When it comes to the state’s gravest budgetary peril, however, the 2018 budget is another exercise in denial and can-kicking. Legislators did nothing about unfunded state employee pension obligations estimated at $130 billion, an albatross that will surely drag Illinois under unless aggressive action is taken to reduce the shortfall. In fact, the new budget could even enlarge the pension funding sinkhole.
State contributions to pension plans will decline $1.5 billion in fiscal 2018, by far the largest single spending cut in the budget. And some $900 million of that reduction reflects wishful thinking about future investment returns at state employee pension funds.

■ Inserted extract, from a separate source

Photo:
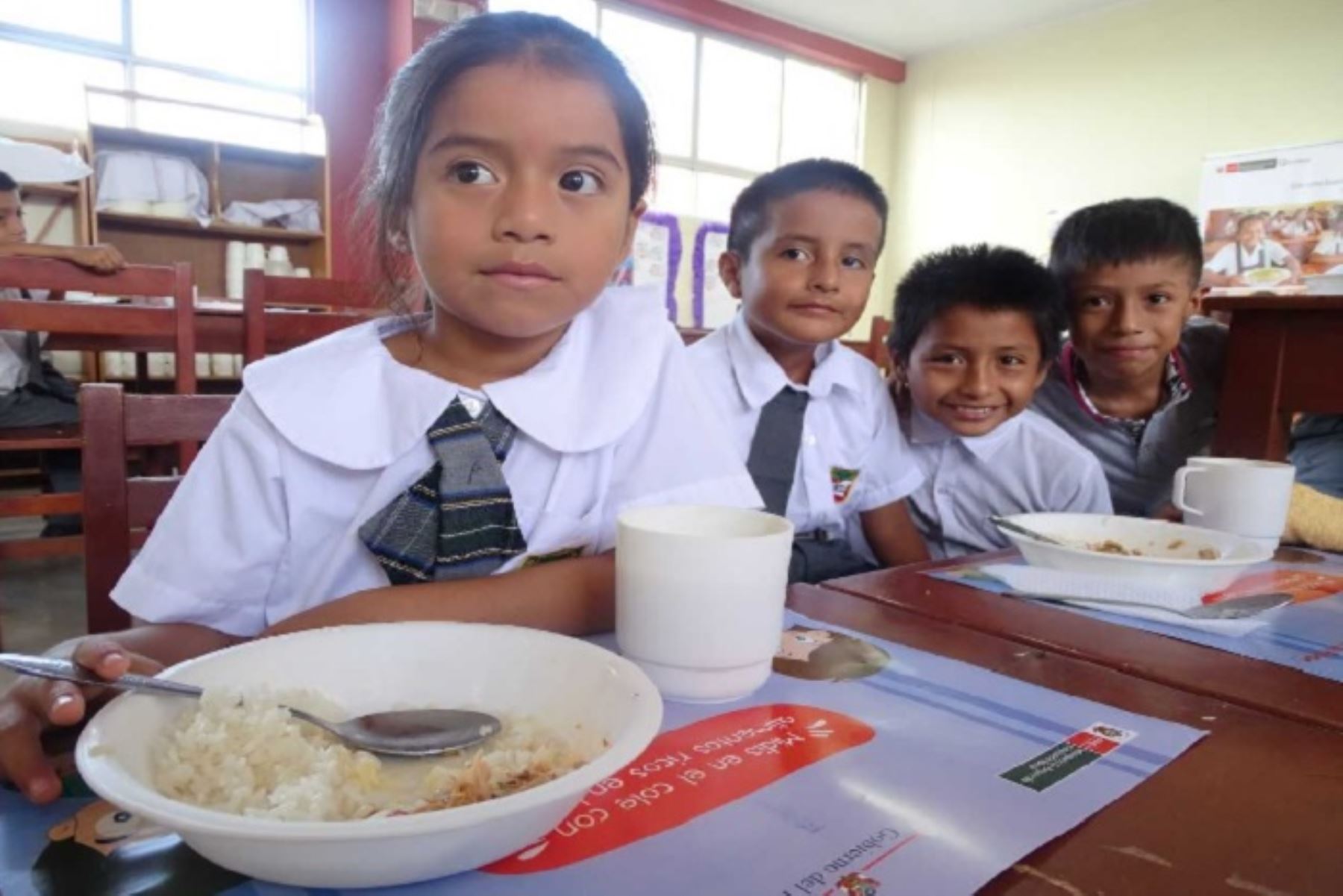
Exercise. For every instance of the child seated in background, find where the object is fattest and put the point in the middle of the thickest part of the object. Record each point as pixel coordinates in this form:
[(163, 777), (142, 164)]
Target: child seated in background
[(33, 392), (975, 330), (812, 417), (1138, 380)]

Last year, overseers of the Teacher’s Retirement System and other large state employee retirement funds joined counterparts at public pension systems around the country in reducing assumed investment returns to around 7 percent from unrealistically high levels that prevailed for several years. It was a prudent step, based on actual long-term investment performance and current economic trends.

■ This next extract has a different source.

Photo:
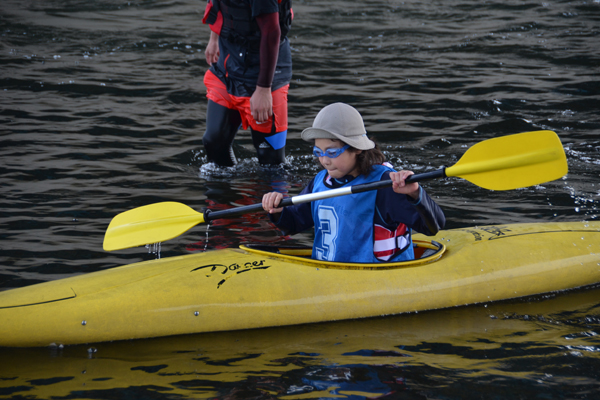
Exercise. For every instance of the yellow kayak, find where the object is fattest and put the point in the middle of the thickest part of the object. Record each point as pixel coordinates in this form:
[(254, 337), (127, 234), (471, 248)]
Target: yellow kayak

But it had the unpleasant effect of revealing that Illinois’ pension gap was even larger than previous estimates. A lower assumed rate of return means the pensions need more money now to generate enough investment earnings to cover future pension payments. And that, in turn, means legislators must allocate more current funds to pension contributions, not less.

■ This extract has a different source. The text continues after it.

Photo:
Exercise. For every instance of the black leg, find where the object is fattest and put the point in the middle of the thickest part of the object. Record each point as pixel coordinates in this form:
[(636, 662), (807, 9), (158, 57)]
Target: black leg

Less is what the pension funds will get under the new budget, which delays implementation of the more-realistic investment return assumptions. Rather than impose the new rates of return immediately, as they should, lawmakers are phasing them in over five years. This allows them to contribute less while claiming to meet pension funding obligations.
SHARING THE BLAME
Ironically, this is a rare area of agreement between arch-foes Madigan and Rauner. The governor excoriated Madigan’s 32 percent income tax hike, but uttered not a peep about his pension legerdemain. Perhaps that’s because he proposed “smoothing” in reduced rate-of-return assumptions in his own budget blueprint earlier this year.
Thus, both sides share blame for perpetuating pension funding practices that created the massive shortfall in the first place. For years, Illinois failed to make contributions sufficient to fully fund obligations to future retirees. Only recently did the state step up contributions. But now Illinois is taking a step backward. Even in a best-case scenario, smaller contributions will slow the return to pension solvency. And the enormous pension shortfall will grow larger if the rosy return assumptions embraced by our political leaders don’t come true.
Rather than putting Illinois on course to fiscal stability, reducing pension contributions sets the stage for a deeper budget crisis in the future. Meanwhile, the state’s largest financial obligation remains a source of uncertainty hanging over Illinois businesses and taxpayers.
It also may thwart legislators’ efforts to prevent Illinois debt from dropping to junk status. Rating agency Moody’s Investors Service cited a lack of “concrete measures” to address pension underfunding when it put the state’s credit under review after the budget passed. Moody’s realizes what Illinois politicians would rather not acknowledge—state pension obligations can’t be wished away.